Interestingly, the use of elongated words was found across languages. For example, “kkkkkkk” signifies laughter in Brazilian Portuguese while “wkwkwkwkwkwk” expresses it in Indonesian, according to the researchers.
Ultimately, this project could help artificial intelligence algorithms understand critical intrinsic meanings contained in the idiosyncratic variations in our communicative text or other linguistic symbols, such as punctuation and emojis.
Dictionary definitions hardly reflect the way that we actually communicate with one another digitally. What the researchers found, though, is that the words people stretch out aren’t arbitrary. Rather, they have patterned distributions such as what part of the word is stretched or how much it stretches out. Colloquial digital language is, after all, a system of symbols and for it to transfer meaning we must all be “in” on the patterns.
This research suggests that by gaining understanding into stretched words used on social media opens more doors to helping AI better understand our slang.
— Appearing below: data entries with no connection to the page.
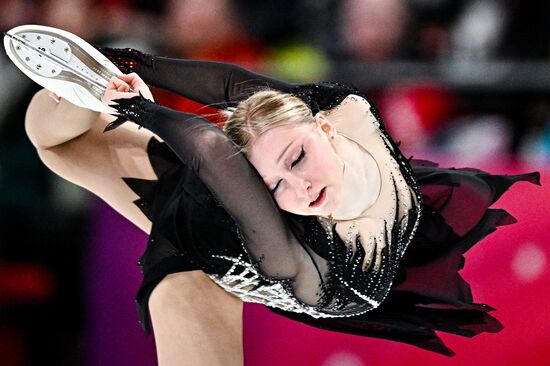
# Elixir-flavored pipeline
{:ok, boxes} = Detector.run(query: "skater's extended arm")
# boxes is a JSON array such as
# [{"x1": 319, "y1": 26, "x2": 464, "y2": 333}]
[{"x1": 100, "y1": 48, "x2": 356, "y2": 111}]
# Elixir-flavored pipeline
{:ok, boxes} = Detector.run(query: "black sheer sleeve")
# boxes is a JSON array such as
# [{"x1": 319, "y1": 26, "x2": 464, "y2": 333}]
[
  {"x1": 99, "y1": 47, "x2": 359, "y2": 113},
  {"x1": 110, "y1": 96, "x2": 326, "y2": 305}
]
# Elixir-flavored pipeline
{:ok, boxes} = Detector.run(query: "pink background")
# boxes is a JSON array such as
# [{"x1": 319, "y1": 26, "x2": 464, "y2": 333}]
[{"x1": 87, "y1": 166, "x2": 550, "y2": 366}]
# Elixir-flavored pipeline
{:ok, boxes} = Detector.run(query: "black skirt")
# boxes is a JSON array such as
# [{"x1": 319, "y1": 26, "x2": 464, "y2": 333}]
[{"x1": 124, "y1": 138, "x2": 540, "y2": 356}]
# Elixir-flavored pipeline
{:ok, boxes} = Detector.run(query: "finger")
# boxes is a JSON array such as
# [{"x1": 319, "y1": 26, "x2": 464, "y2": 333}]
[
  {"x1": 373, "y1": 246, "x2": 382, "y2": 272},
  {"x1": 363, "y1": 236, "x2": 376, "y2": 271},
  {"x1": 118, "y1": 72, "x2": 145, "y2": 89}
]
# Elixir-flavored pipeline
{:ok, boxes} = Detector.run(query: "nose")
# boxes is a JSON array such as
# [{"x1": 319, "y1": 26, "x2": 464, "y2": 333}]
[{"x1": 290, "y1": 176, "x2": 311, "y2": 202}]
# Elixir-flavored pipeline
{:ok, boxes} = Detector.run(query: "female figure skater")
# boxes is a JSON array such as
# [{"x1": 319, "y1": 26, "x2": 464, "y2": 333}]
[{"x1": 7, "y1": 26, "x2": 539, "y2": 364}]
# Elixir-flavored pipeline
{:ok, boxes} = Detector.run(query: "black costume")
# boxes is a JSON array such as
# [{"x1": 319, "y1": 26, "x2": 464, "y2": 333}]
[{"x1": 101, "y1": 49, "x2": 539, "y2": 355}]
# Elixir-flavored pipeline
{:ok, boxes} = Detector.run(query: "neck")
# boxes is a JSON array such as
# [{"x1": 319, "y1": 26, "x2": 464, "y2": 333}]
[{"x1": 332, "y1": 135, "x2": 381, "y2": 220}]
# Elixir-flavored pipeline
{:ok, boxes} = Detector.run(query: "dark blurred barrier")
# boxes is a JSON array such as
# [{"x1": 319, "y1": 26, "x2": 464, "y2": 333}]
[{"x1": 331, "y1": 60, "x2": 550, "y2": 93}]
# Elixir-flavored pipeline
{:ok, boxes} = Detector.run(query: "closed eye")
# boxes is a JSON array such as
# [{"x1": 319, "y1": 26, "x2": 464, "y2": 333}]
[
  {"x1": 290, "y1": 145, "x2": 306, "y2": 169},
  {"x1": 269, "y1": 179, "x2": 282, "y2": 194}
]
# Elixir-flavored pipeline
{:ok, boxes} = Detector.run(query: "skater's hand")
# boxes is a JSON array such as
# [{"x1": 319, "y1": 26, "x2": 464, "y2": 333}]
[{"x1": 101, "y1": 73, "x2": 154, "y2": 105}]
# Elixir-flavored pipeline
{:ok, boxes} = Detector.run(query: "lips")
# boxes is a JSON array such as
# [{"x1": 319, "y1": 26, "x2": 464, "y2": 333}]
[{"x1": 309, "y1": 187, "x2": 327, "y2": 207}]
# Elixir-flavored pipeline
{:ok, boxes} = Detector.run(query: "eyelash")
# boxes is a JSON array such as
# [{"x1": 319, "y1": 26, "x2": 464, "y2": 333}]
[{"x1": 270, "y1": 145, "x2": 306, "y2": 194}]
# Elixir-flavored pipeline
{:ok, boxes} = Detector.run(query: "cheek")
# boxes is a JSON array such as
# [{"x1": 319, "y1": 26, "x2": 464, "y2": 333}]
[{"x1": 275, "y1": 194, "x2": 300, "y2": 214}]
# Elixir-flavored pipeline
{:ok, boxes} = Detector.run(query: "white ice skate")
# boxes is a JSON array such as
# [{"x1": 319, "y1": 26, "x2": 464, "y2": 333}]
[{"x1": 4, "y1": 25, "x2": 121, "y2": 114}]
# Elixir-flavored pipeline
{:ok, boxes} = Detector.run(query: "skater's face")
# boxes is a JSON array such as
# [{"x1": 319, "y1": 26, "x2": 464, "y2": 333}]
[{"x1": 247, "y1": 114, "x2": 343, "y2": 216}]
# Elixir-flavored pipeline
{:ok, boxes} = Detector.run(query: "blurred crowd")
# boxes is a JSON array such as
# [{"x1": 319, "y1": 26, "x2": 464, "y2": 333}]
[{"x1": 0, "y1": 0, "x2": 550, "y2": 365}]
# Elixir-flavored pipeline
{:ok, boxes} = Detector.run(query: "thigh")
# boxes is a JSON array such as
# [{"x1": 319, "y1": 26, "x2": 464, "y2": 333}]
[
  {"x1": 27, "y1": 92, "x2": 157, "y2": 233},
  {"x1": 149, "y1": 271, "x2": 243, "y2": 366}
]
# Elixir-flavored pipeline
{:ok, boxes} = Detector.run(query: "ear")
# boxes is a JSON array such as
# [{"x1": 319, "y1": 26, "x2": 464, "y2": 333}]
[{"x1": 313, "y1": 113, "x2": 336, "y2": 142}]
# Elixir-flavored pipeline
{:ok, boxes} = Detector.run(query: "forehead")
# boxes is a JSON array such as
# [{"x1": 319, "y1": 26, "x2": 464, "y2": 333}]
[{"x1": 247, "y1": 123, "x2": 315, "y2": 175}]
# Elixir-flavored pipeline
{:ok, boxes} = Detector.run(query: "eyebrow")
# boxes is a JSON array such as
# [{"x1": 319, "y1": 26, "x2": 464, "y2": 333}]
[{"x1": 276, "y1": 140, "x2": 295, "y2": 164}]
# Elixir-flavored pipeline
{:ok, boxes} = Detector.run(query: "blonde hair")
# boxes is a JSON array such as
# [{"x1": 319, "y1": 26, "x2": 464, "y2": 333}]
[{"x1": 223, "y1": 90, "x2": 313, "y2": 154}]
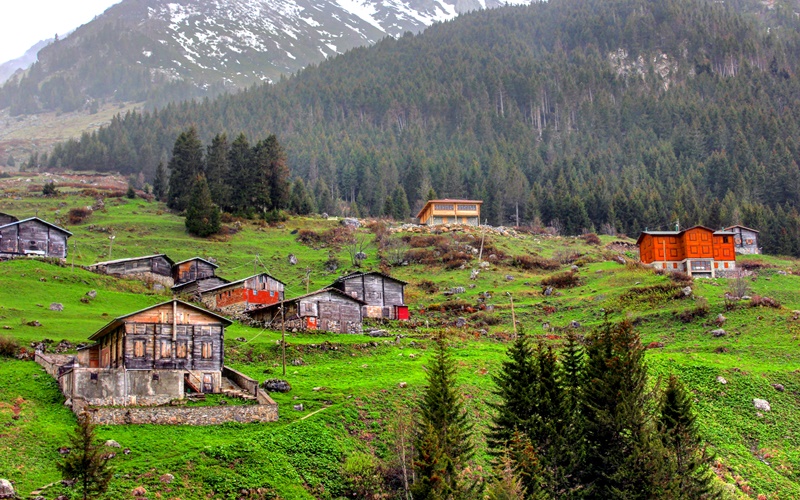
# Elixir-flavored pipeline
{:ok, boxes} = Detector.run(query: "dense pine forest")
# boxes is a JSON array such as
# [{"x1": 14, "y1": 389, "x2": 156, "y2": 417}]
[{"x1": 40, "y1": 0, "x2": 800, "y2": 255}]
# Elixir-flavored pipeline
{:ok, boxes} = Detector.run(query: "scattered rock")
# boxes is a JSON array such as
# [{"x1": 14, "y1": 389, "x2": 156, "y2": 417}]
[
  {"x1": 0, "y1": 479, "x2": 17, "y2": 498},
  {"x1": 753, "y1": 398, "x2": 772, "y2": 411},
  {"x1": 261, "y1": 378, "x2": 292, "y2": 392}
]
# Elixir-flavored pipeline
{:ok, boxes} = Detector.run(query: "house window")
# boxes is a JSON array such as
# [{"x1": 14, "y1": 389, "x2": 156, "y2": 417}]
[
  {"x1": 133, "y1": 340, "x2": 144, "y2": 358},
  {"x1": 200, "y1": 342, "x2": 214, "y2": 359},
  {"x1": 158, "y1": 340, "x2": 172, "y2": 358}
]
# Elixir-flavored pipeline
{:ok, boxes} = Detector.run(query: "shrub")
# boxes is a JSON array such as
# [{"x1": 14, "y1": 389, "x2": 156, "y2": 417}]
[
  {"x1": 67, "y1": 208, "x2": 92, "y2": 225},
  {"x1": 581, "y1": 233, "x2": 603, "y2": 245},
  {"x1": 511, "y1": 255, "x2": 561, "y2": 271},
  {"x1": 750, "y1": 295, "x2": 781, "y2": 309},
  {"x1": 542, "y1": 271, "x2": 581, "y2": 288},
  {"x1": 0, "y1": 335, "x2": 20, "y2": 358}
]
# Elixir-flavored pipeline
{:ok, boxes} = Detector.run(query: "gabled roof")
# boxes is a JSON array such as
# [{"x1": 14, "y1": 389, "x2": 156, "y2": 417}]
[
  {"x1": 203, "y1": 273, "x2": 286, "y2": 293},
  {"x1": 334, "y1": 271, "x2": 408, "y2": 285},
  {"x1": 173, "y1": 257, "x2": 219, "y2": 267},
  {"x1": 725, "y1": 224, "x2": 761, "y2": 233},
  {"x1": 92, "y1": 253, "x2": 174, "y2": 266},
  {"x1": 89, "y1": 299, "x2": 233, "y2": 340},
  {"x1": 244, "y1": 287, "x2": 367, "y2": 314},
  {"x1": 417, "y1": 198, "x2": 483, "y2": 218},
  {"x1": 0, "y1": 217, "x2": 72, "y2": 236}
]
Tools and methods were developed that could be useful in future studies, for example investigations of intentional mis-typings and misspellings.
What benefits come from AI algorithms better understanding our digital lingo? For one, it’s possible that new tools could be applied to improve natural language processing, search engines, and spam filters.
“We were able to comprehensively collect and count stretched words like ‘gooooooaaaalll’ and ‘hahahaha’,” the researchers said in a press release, “and map them across the two dimensions of overall stretchiness and balance of stretch, while developing new tools that will also aid in their continued linguistic study, and in other areas, such as language processing, augmenting dictionaries, improving search engines, analyzing the construction of sequences, and more.”